Liberdade para desacatar. Por Conrado Hübner Mendes

A condição de agente público confere responsabilidades especiais, não direitos especiais

Na Época

O crime de desacato é indispensável à violência policial brasileira. Por meio dele, prende-se frentista que não deixa policial furar a fila da gasolina; fiscal de trânsito que multa magistrado; assistente social que questiona abordagem policial a crianças; estudante que rejeita assédio de policial; jovens que protestam; a viúva de Amarildo. Monitoram-se também as redes sociais. Márcio França, governador de São Paulo, sintetizou esse caldo de cultura: “Se você ofender a farda, ofender a integridade do policial, você está correndo risco de vida. É assim que tem de ser”.

Diversas democracias do mundo já aboliram esse crime, por violação da liberdade de expressão. Tribunais e comissões internacionais de direitos humanos convergem. No Brasil, o tema está em aberto. Após algumas decisões pela inconstitucionalidade do crime de desacato, tomadas por tribunais estaduais e pelo STJ, o tema chegou ao STF por via de duas ações: um habeas corpus indeferido e uma arguição de descumprimento de preceito fundamental (ADPF) pendente.

A decisão do habeas corpus alegou que a “liberdade de expressão não é absoluta”. Dessa premissa, porém, saltou para a conclusão sem explicitar, no meio do caminho, a métrica que relativiza a liberdade. Quando há desacato? A decisão do STF procurou ajuda no Dicionário Houaiss e nos manuais de Direito. Achou nove verbos, quatro substantivos e nenhum critério. O que faltou em elaboração conceitual sobrou na enumeração de sinônimos: destratar, desprezar, afrontar, insultar, vituperar, ofender, humilhar, espezinhar, agredir; irreverência, grosseria, causar vexame ou desprestígio. Se já não é fácil para o discernimento judicial, imagine para um policial no calor das trocas cotidianas. Gilmar Mendes, Dias Toffoli e Ricardo Lewandowski aceitaram a constitucionalidade do crime de desacato. Os mesmos ministros que, nos casos da Lava Jato, abraçam o chamado “garantismo penal” em nome da liberdade também validam a previsão de crime cuja natureza convida ao arbítrio. Ignoram que garantismo e desacato não bailam a mesma valsa.

A condição de agente público confere responsabilidades especiais, não direitos especiais.

Suportar eventual tratamento ríspido e grosseiro por qualquer cidadão é ônus da função pública.
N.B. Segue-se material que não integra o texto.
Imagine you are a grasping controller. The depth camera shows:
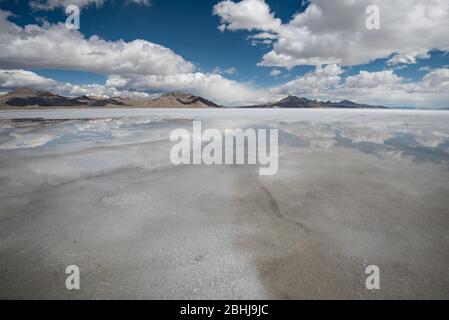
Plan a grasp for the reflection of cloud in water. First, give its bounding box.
[279,121,449,165]
[0,117,449,170]
[280,122,336,149]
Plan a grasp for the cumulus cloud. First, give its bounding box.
[213,0,281,31]
[0,70,57,89]
[0,10,266,104]
[0,11,191,74]
[270,69,282,78]
[214,0,449,68]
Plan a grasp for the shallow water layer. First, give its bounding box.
[0,109,449,299]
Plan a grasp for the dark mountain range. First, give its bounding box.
[0,88,219,108]
[242,96,386,109]
[0,88,125,107]
[0,88,385,109]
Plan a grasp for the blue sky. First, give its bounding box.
[0,0,449,107]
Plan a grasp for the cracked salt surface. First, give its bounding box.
[0,109,449,299]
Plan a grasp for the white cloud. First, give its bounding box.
[213,0,281,31]
[29,0,151,10]
[225,67,237,75]
[270,69,282,78]
[214,0,449,68]
[0,11,195,75]
[0,70,57,89]
[0,10,267,105]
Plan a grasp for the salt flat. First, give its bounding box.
[0,109,449,299]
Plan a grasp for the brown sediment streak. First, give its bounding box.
[260,186,312,233]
Se a integridade física ou moral de qualquer um deles for afetada, invocar desacato é desnecessário. O desacato não serve para proteger a honra da pessoa do agente público, pois para isso o Código Penal oferece a injúria. Não serve para preservar a autoridade do Estado, pois para isso há, entre outras coisas, os crimes de desobediência e resistência. Não serve sequer para catalisar um “governo das leis”, pois o conceito de desacato é tão aberto que, na prática, se presta a manipulação. Põe a legalidade de escanteio e dificulta o diálogo crítico entre cidadãos e agentes públicos.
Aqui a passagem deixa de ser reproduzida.